Recently the EU published two major documents on Innovation within the EU. Firstly the 2013 Innovation Union Scoreboard (IUS) (download here) which looks at EU and national performance on Innovation
and secondly the 2012 Regional Innovation Scoreboard (download here) which attempts albeit with fewer datasets to look at innovation performance within regions across the EU. So what does this show for the, EU, the UK and more specifically for the West Midlands.
Firstly it is probably worthwhile describing briefly what both documents attempt to do. They in effect piece together different sources of information to produce an overall index of innovation. There will be those amongst you who might wish to discuss the merits of the variables included and also the method of combining them into a single index. That discussion is however for elsewhere; this blog post takes these as read and looks at what these indices are telling us.
The IUS takes three broad ranges of statistics
- ENABLERS – in effect inputs into the innovation ecosystem such as the number of doctoral graduates, higher level education numbers, indicators related to publications and R and D expenditure by the public sector
- FIRM ACTIVITIES – what firms are doing in terms of investment, collaborations and patents
- OUTPUTS – what is coming out of the system including firms with new products/processes and no of high growth innovative firms plus its economic effects such as share of exports of medium and high tech products, patent revenues etc
It uses this data to place countries and regions into a series of broad descriptors which portray the level of innovativeness of the Country/Region. It classifies countries and regions into four broad categories which are subdivided into three …making twelve categories in total.

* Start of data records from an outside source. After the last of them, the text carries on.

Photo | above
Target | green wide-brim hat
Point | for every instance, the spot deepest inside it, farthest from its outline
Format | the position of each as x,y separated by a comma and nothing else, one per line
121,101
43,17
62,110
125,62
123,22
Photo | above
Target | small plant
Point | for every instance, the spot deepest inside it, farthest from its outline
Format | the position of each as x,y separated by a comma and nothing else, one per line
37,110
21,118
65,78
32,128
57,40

Innovation Leader high/medium/low
Innovation Follower high/medium/low
Moderate Innovator high/medium/low
Modest Innovators high/medium/low
What the figures in these two documents show are that
For the EU and UK
- The EU is closing the innovation gap on many other countries e.g. the US and Japan even in the current economic crisis.

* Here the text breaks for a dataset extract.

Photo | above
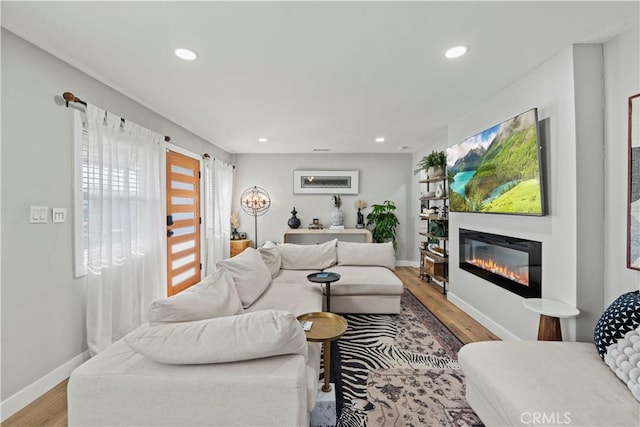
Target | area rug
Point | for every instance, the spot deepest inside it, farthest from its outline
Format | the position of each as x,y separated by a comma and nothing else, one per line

- Within the EU however after many years of convergence in Innovation performance there is a reverse in this trend with the leading countries pulling away from the less innovative countries.
- The UK, as the chart below indicates, is in the second tier of countries; we are deemed to be an Innovation follower medium,
- However the UK as the graph below shows has fallen back slightly in relative and absolute terms; most other leading countries have performed better since 2010 and many are pulling away from the UK.

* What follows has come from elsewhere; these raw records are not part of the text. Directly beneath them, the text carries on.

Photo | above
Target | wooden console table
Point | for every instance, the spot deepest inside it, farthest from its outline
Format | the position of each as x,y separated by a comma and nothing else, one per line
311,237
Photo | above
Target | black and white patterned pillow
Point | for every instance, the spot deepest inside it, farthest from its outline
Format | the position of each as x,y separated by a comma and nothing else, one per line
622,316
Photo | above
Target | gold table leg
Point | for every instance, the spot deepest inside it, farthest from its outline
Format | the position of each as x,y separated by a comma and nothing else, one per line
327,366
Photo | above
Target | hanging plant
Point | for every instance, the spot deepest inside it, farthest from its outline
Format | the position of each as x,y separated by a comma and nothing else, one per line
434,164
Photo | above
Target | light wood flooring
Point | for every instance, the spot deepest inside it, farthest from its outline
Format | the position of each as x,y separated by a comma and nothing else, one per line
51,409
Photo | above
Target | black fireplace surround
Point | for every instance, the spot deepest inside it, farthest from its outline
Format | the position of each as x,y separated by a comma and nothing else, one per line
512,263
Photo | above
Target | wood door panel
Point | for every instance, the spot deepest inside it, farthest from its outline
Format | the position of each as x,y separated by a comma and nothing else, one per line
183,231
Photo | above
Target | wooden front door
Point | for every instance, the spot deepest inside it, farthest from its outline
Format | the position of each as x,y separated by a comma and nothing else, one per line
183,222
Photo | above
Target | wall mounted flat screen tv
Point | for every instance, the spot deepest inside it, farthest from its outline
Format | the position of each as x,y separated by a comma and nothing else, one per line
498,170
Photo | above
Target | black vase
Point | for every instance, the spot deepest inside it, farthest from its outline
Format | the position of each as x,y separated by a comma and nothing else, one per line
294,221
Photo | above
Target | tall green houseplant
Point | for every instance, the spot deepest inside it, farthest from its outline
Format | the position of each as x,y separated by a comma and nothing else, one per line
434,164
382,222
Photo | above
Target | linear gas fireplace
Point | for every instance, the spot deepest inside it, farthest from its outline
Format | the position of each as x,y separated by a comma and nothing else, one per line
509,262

- It is perhaps coincidental but the slip in UK performance coincides with the closing of England’s Regional Development Agencies. The RDA’s used to be well resourced to lead on promoting innovation at regional level in England.
What do the figures say for the West Midlands and UK Regions?
The West Midlands’ performance has slipped back. In 2007 the West Midlands was an Innovation follower medium but now is an Innovation follower low. Given the range of statistics available it is hard to pick out exactly why the region has been downgraded. Two key factors may explain it; the share of employment in medium/high tech manufacturing and the knowledge sector relative to other regions has fallen significantly in the West Midlands and secondly and similarly the sales of new products.
It is interesting to compare the West Midlands absolute position compared to a geographically close comparator region. In comparing the West Midlands with the North West – a more highly rated region (which is an innovation follower high) the clear difference lies in two key factors.
The West Midlands has significantly less public and private R and D expenditure and whilst the West Midlands marginally leads on a number of factors it is this lack of investment that is pulling the region down.
What is also interesting is the two tier nature of the UK with the South East and the East of England being deemed to be Innovation Leaders significantly in front of other regions. The chart below looks at the positions over time and it is clear that the recession hit most regions but what is equally clear is that whereas with many other regions there has been a bounce back; that is yet to happen in the West Midlands.
The West Midlands and the North East are now the two lowest English regions.
Implications for the UK and the West Midlands
There are a number of implications from these figures.
It is clear that the UK could be an Innovation Leader if it could increase performance outside the hot spots of the East of England and the South East. The Technology Strategy Board’s Business Innovation Strategy (download here), whilst being highly valued has no geography at all in it. Therefore one lesson from these statistics is that Innovation should not solely be run nationally; it needs to add on a regional and local level and therefore it is welcome that the UK Government is planning for the new EU funds in England to be largely steered at LEP level. A significant portion of these funds either directly or indirectly will focus on Innovation.
The West Midlands obviously has an issue with innovation and doesn’t perform as well as it could. It will be important to ensure that these EU (and single pot) resources are spent wisely; that LEP strategies on Innovation and sector/cluster development are not drawn up in isolation. The good work of Birmingham Science City and West Midlands European Service in seeking to develop such coherence is to be welcome. There is also a real need to more fully understand our strengths and weaknesses and to draw up co-ordinated actions to target barriers. So for instance why is it that the North West gets more public and private R and D expenditure – we need to delve deeper!
Greater thought also needs to be focussed on what other countries and regions do well. So transnational projects like Making Knowledge Work, Science Park Without Walls , Cross Innovation and the fairly recently announced Complex Challenges, Innovative Cities project amongst a large number of such projects are important; but we need to collectively draw out, discuss and importantly publicise the lessons from these. There needs to be a forum and a drive for such open and honest discussions.
There is also a need to build on and exploit our strengths such as the network of Science Parks and our many Universities. David Hardman (CEO of Birmingham Science Park) in a blog post last year indicated there was a need for greater joining up in the innovation infrastructure in Birmingham and the West Midlands. Given the lack of performance as evidenced by these reports this seems a valid viewpoint. There is a real need for a step change in the approach to innovation in the West Midlands. To deliver this therefore the LEPs clearly need to work closely together and Birmingham Science City should play a leading role in this.